- Feature film poster
- Directed by: Gordon Flemyng
- Written by: Roger Marshall
- Based on: short story The Thief in the Night by Edgar Wallace
- Produced by: Jack Greenwood
- Starring: Lee Montague Ingrid Hafner John Thaw
- Cinematography: James Wilson
- Edited by: Derek Holding
- Music by: Bernard Ebbinghouse
- Production company: Merton Park Studios
- Distributed by: Anglo-Amalgamated Film Distributors
- Release date: 1963;
- Running time: 54 minutes
- Country: United Kingdom
- Language: English

= Five to One (film) =

1963 British film by Gordon Flemyng

Five To One is a 1963 British second feature ('B') crime film directed by Gordon Flemyng and starring Lee Montague, Ingrid Hafner and John Thaw.
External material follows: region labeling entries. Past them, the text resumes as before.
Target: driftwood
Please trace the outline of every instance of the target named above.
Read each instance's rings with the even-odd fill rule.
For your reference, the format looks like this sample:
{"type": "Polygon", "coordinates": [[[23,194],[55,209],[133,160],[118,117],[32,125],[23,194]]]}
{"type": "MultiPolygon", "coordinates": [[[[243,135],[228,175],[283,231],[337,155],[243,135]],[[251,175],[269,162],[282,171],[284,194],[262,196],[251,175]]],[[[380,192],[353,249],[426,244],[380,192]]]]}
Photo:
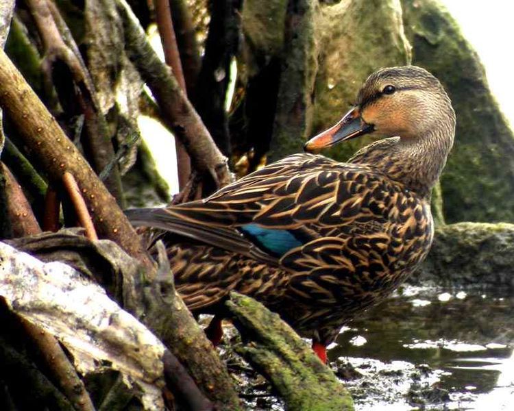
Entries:
{"type": "Polygon", "coordinates": [[[271,382],[287,410],[353,410],[344,386],[278,314],[234,292],[226,305],[243,338],[236,351],[271,382]]]}
{"type": "Polygon", "coordinates": [[[117,242],[130,255],[151,266],[146,251],[140,241],[134,241],[137,234],[114,198],[1,49],[0,106],[53,183],[60,184],[65,171],[73,175],[99,235],[117,242]]]}
{"type": "MultiPolygon", "coordinates": [[[[163,251],[156,277],[148,282],[142,264],[116,244],[108,240],[91,242],[77,236],[74,230],[44,233],[12,240],[9,243],[42,261],[65,262],[65,266],[73,267],[84,278],[94,279],[110,298],[140,319],[162,341],[156,340],[158,345],[164,349],[164,343],[169,350],[163,351],[160,366],[164,367],[165,381],[178,400],[201,403],[201,409],[210,409],[211,403],[219,409],[240,409],[239,399],[224,364],[175,292],[163,251]]],[[[94,304],[100,300],[93,295],[90,299],[95,301],[94,304]]]]}

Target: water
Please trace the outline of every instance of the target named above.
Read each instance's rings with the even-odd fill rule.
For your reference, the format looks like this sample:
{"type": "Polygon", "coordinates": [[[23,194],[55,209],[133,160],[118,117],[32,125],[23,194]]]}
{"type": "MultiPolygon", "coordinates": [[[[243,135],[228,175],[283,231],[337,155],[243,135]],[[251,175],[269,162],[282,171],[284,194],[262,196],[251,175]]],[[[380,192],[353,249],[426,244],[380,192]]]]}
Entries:
{"type": "Polygon", "coordinates": [[[406,287],[329,351],[356,409],[514,410],[514,296],[406,287]]]}

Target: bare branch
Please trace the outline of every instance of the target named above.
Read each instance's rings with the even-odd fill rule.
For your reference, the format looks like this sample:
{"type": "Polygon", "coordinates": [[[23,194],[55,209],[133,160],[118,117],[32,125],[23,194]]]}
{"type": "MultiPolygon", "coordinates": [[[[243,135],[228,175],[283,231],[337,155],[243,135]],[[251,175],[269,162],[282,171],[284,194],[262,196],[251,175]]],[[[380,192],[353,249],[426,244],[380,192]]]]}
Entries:
{"type": "MultiPolygon", "coordinates": [[[[186,81],[184,78],[182,64],[178,53],[177,39],[175,37],[173,23],[171,20],[171,10],[169,0],[156,1],[156,19],[159,28],[162,49],[164,51],[166,64],[171,67],[175,78],[180,85],[182,91],[186,94],[186,81]]],[[[182,190],[187,184],[189,175],[191,173],[191,162],[187,155],[184,145],[175,138],[177,152],[177,168],[178,169],[178,186],[182,190]]]]}
{"type": "Polygon", "coordinates": [[[64,171],[75,176],[99,235],[118,242],[130,256],[152,267],[146,250],[114,198],[3,50],[0,50],[0,106],[54,184],[60,184],[64,171]]]}
{"type": "Polygon", "coordinates": [[[129,58],[156,97],[168,127],[185,145],[195,169],[210,175],[219,187],[227,184],[231,179],[227,159],[169,69],[159,60],[130,8],[123,0],[117,0],[117,4],[123,22],[129,58]]]}
{"type": "Polygon", "coordinates": [[[91,216],[88,212],[88,208],[82,195],[80,194],[77,181],[69,171],[66,171],[62,175],[62,183],[71,199],[73,207],[75,207],[75,211],[77,213],[77,217],[80,222],[80,225],[86,229],[86,236],[91,240],[98,240],[95,225],[93,225],[91,216]]]}

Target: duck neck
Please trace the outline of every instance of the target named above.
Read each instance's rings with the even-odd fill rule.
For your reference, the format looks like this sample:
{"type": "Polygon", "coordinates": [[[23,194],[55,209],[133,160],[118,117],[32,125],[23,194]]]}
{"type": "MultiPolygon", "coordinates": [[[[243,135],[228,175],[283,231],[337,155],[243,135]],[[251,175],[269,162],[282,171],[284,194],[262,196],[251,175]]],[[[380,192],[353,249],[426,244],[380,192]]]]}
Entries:
{"type": "Polygon", "coordinates": [[[453,132],[448,132],[433,130],[417,138],[381,140],[360,150],[350,162],[380,170],[428,199],[453,145],[453,132]]]}

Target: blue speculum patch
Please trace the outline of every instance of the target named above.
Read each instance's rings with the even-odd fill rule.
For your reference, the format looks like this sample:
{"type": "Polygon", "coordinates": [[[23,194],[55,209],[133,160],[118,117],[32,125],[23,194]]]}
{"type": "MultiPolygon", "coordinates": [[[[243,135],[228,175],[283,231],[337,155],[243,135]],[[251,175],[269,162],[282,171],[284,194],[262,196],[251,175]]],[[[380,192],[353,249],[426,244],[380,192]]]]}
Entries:
{"type": "Polygon", "coordinates": [[[295,235],[287,229],[265,228],[257,224],[247,224],[239,229],[254,244],[276,257],[302,245],[295,235]]]}

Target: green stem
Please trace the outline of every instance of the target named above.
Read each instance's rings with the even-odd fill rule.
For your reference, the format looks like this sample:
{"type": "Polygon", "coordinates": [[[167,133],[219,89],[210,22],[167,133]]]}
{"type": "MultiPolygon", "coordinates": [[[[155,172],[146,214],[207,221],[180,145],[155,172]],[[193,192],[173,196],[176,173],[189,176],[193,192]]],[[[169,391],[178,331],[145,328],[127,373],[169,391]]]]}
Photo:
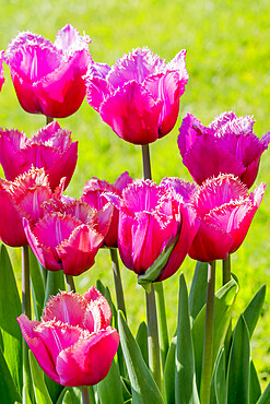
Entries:
{"type": "MultiPolygon", "coordinates": [[[[91,404],[89,387],[87,385],[82,385],[81,390],[82,390],[82,403],[83,404],[91,404]]],[[[95,402],[93,402],[93,403],[95,403],[95,402]]]]}
{"type": "Polygon", "coordinates": [[[115,281],[115,290],[116,290],[116,299],[117,299],[117,308],[121,310],[125,318],[127,319],[126,306],[125,306],[125,298],[122,292],[122,284],[121,284],[121,274],[119,269],[117,249],[110,248],[110,258],[111,258],[111,268],[114,273],[114,281],[115,281]]]}
{"type": "Polygon", "coordinates": [[[203,345],[201,385],[200,385],[201,404],[210,403],[210,385],[212,380],[212,365],[213,365],[214,286],[215,286],[215,261],[211,261],[208,264],[206,331],[204,331],[204,345],[203,345]]]}
{"type": "Polygon", "coordinates": [[[165,361],[168,352],[168,330],[167,330],[167,319],[166,319],[166,307],[164,299],[163,283],[156,282],[154,284],[155,296],[156,296],[156,309],[157,309],[157,323],[161,338],[161,358],[162,368],[164,371],[165,361]]]}
{"type": "Polygon", "coordinates": [[[151,292],[145,293],[145,297],[148,316],[149,368],[152,372],[152,376],[157,387],[161,388],[160,343],[159,343],[157,317],[153,284],[151,284],[151,292]]]}
{"type": "Polygon", "coordinates": [[[222,261],[223,285],[231,281],[231,256],[222,261]]]}

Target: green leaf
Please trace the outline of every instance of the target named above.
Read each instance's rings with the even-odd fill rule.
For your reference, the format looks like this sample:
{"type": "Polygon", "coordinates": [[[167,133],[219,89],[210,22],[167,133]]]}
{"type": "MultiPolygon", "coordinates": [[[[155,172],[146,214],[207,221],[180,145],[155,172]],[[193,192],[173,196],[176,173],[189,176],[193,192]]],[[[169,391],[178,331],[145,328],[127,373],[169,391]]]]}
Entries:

It was made at Merton Park Studios as part of the long-running series of Edgar Wallace adaptations. The screenplay was by Roger Marshall, based on the 1928 Wallace story The Thief in the Night.

==Plot==
Alan Roper, along with his partner-in-crime and his girlfriend, are planning the robbery of a betting shop. Alan asks crooked bookmaker Larry Hart to launder the money, but little does Larry know, it's his betting shop they plan to steal from.

==Cast==
- Lee Montague as Larry Hart
- Ingrid Hafner as Pat Dunn
- John Thaw as Alan Roper
- Brian McDermott as John Lea
- Ewan Roberts as Deighton
- Heller Toren as Mai Hart
- Jack Watson as Inspector Davis
- Richard Clarke as Lucas
- Ian Curry as Mycock
- Julian Holloway as Sergeant Jenkins
- Gordon Rollings as Walker
- Edina Ronay as Gloria (girl on speedboat)
- Clare Kelly as Jean Davis

== Critical reception ==
The Monthly Film Bulletin wrote: "Straightforward in acting and presentation, the main interest of this compact film lies in its plot line; again adapted from one of Edgar Wallace's less familiar stories, it is an involved but neatly contrived variation on the Great Robbery Plan which has featured in so many films. The development is sufficiently intriguing to maintain interest, and though the film has no other real virtue, it emerges as a slightly above average addition to the now well-established Edgar Wallace series."